John McLean 1939-2019

British abstract painter, born in Liverpool to Scottish parents. His father, Talbert McLean (1906-92), was a painter, whose later work was influenced by *Abstract Expressionism; after the Second World War, during which he served in the armed forces, he returned to Scotland and taught at Arbroath High School until 1972. John studied at St Andrews University, 1957-62, then did postgraduate work in art history at the *Courtauld Institute of Art, London, 1963-6. He was mainly self-taught as a painter. For most of his career he has lived in London, where he has taught at various art colleges, but he was artist-in-residence at Edinburgh University, 1984-5, and he lived in New York, 1987-9. His paintings typically feature broadly brushed shapes and rich colours (Strathspey, 1993, Gallery of Modern Art, Glasgow). He writes that 'My works have no hidden meanings.

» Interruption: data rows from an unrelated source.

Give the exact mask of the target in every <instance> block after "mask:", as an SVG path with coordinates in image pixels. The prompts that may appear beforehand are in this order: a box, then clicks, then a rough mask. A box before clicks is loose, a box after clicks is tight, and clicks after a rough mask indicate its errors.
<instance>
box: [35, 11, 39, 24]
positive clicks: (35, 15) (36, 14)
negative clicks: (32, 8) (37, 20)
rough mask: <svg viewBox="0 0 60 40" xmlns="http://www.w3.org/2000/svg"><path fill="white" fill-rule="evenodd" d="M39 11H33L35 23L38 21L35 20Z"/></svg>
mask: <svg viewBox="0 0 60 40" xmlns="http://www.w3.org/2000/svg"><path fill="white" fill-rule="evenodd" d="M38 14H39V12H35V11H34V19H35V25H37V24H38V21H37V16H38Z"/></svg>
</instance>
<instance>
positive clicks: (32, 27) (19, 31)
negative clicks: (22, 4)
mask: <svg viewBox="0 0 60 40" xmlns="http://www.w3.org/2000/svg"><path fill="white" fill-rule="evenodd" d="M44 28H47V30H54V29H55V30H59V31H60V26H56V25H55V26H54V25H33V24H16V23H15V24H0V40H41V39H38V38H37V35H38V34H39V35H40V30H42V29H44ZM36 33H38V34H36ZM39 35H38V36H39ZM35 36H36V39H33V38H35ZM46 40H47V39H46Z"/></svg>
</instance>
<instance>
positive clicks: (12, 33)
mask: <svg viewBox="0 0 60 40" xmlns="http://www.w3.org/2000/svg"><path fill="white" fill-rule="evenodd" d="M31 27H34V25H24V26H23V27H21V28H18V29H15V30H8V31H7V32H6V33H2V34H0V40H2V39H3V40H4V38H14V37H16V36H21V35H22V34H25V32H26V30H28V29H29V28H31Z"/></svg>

To understand, all you have to do is look. Everything only works in relation to everything else in the painting…Looking triggers imagination and association…I only work with the feelings I can elicit with drawing, colour and surface…Instinct and spontaneity are crucial. Thought goes into it too, in the same way it does in singing and dancing.' He has had numerous one-man exhibitions in Britain and abroad and is regarded as one of the outstanding British abstract painters of his generation.